Posted: July 2, 12:23 p.m.
by Mary Claire Hunter.
If you’re like me and watch more TV than you are willing to admit, chances are you’ve heard the 2015 Shark Week commercial. For more than 25 years, Shark Week has been Discovery Channel’s most well-known and effective campaign, drawing in millions of viewers each year. I’d say the majority of those viewers are not shark experts, but loyal followers of the longest running program in all of television. Despite my fear of sharks, I would consider myself one of these loyal followers.
In the public relations field, practitioners are most focused on how each campaign impacts the audience. I began thinking . . . does watching Shark Week feed my unreasonable fear of all things in the ocean? Shark scientist David Shiffman seems to think so. Pacific Standard Magazine quotes Shiffman explaining that Shark Week has turned the conversation surrounding sharks into a negative one. “Twenty-four percent of all sharks, skates and rays are listed as ‘threatened with extinction,’” says Shiffman. “It’s a lot harder to get people to care about saving something if they’re irrationally afraid of it and think that it should be extinct. And Shark Week has played no small role in this fearmongering.”
Go ahead and group me into that irrational category. The last thing I take away from Shark Week is the idea of conservation, and I’m sure I’m not alone in this. At the end of the week I’m actually reminded of the reasons I don’t go further than knee deep in the ocean.

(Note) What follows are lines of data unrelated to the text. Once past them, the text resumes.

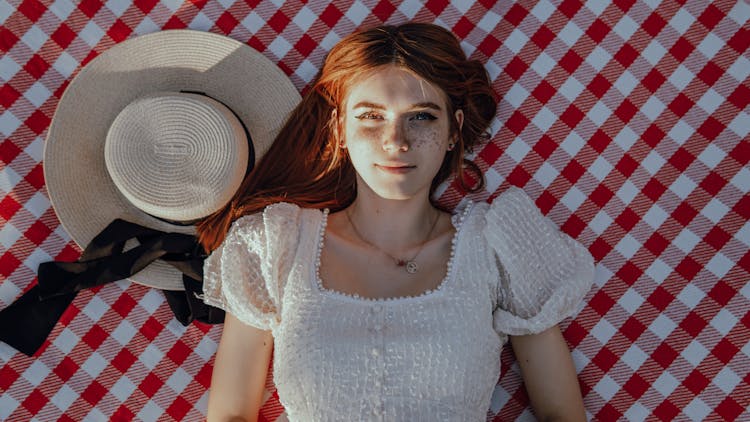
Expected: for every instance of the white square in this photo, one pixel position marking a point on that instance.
(653, 162)
(543, 10)
(691, 296)
(600, 168)
(122, 389)
(740, 125)
(117, 7)
(94, 365)
(516, 95)
(626, 138)
(627, 246)
(571, 89)
(305, 18)
(410, 8)
(740, 13)
(543, 64)
(253, 22)
(544, 119)
(719, 265)
(607, 387)
(710, 45)
(655, 216)
(626, 83)
(634, 357)
(697, 410)
(179, 380)
(34, 38)
(517, 149)
(151, 412)
(652, 108)
(680, 132)
(151, 300)
(573, 198)
(329, 41)
(712, 156)
(658, 271)
(625, 27)
(598, 58)
(357, 13)
(726, 380)
(306, 70)
(64, 397)
(724, 321)
(489, 21)
(151, 356)
(600, 222)
(681, 21)
(91, 34)
(572, 143)
(654, 52)
(637, 412)
(666, 384)
(8, 122)
(662, 326)
(686, 240)
(599, 113)
(66, 341)
(694, 353)
(714, 210)
(124, 332)
(596, 6)
(570, 34)
(95, 308)
(681, 77)
(516, 40)
(682, 186)
(710, 101)
(603, 331)
(545, 175)
(742, 180)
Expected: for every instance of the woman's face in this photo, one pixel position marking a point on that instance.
(397, 131)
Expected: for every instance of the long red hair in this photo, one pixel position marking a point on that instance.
(305, 165)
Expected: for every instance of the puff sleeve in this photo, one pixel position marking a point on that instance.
(544, 273)
(246, 275)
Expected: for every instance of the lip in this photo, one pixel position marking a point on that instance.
(396, 168)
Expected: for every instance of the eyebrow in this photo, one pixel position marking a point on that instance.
(367, 104)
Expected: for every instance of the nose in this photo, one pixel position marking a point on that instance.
(395, 138)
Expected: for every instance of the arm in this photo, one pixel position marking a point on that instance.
(549, 376)
(240, 371)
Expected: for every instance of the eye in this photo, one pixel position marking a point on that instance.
(369, 115)
(423, 115)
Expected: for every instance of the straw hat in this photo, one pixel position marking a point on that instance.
(155, 131)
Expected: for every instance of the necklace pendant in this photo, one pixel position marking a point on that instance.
(411, 267)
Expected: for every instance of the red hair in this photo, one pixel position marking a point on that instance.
(305, 165)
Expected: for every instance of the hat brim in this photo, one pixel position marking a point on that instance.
(80, 188)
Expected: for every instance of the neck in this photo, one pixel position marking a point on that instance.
(393, 225)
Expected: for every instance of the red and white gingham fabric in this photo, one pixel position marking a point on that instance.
(626, 122)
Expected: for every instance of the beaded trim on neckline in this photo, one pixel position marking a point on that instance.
(321, 289)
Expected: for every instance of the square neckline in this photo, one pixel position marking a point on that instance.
(457, 220)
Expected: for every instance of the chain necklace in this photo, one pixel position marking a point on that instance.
(409, 264)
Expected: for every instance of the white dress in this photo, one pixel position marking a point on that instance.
(431, 357)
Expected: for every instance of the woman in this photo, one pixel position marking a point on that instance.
(378, 304)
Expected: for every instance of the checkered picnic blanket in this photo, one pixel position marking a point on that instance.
(626, 121)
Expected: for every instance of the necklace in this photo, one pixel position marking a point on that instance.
(409, 264)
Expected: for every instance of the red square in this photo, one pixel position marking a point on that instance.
(681, 49)
(543, 92)
(681, 104)
(570, 61)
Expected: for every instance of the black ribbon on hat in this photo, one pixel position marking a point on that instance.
(27, 322)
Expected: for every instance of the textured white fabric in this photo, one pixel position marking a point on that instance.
(430, 357)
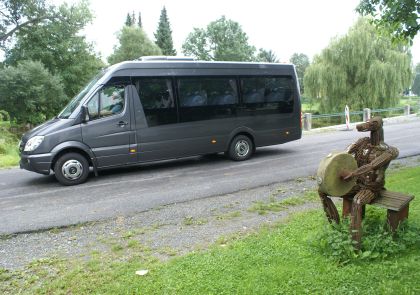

Widespread criticism is not unusual for big campaigns or big organizations like Discovery Channel. It’s almost expected with any campaign or program that involves animals. (Cue Sarah McLaughlin’s “Angel,” followed by an immediate lunge for the remote control.) When Shark Week kicked off last year with the special, “Megalodon: The Monster Shark That Lives,” thousands of critics emerged via social media. Outraged viewers claimed they were led to believe that this prehistoric shark could still be alive and well — even though the Megalodon has been extinct for millions of years.
It’s clear that the audience values transparency over fiction. In response, Discovery Channel’s new president, Rich Ross, vowed back in January to stop airing all fictional programs, not just during Shark Week.
So the question is, after the controversy surrounding last year’s Shark Week, what will Discovery Channel do differently this year? Sounds like an easy fix to appease loyal viewers, right? Don’t show fictional programs like “Megalodon.” What bloodies the seawater is that “Megalodon” boasts the highest ratings and most viewers for any program in the history of Shark Week.
I’m curious to see if ratings for 2015 will suffer based on last year’s negative feedback. Discovery Channel took a step in the right direction by refocusing the upcoming week on the education and conservation of this species, rather than ratings. In the long run, this move will do more good for the future of the channel, its programs and its ratings.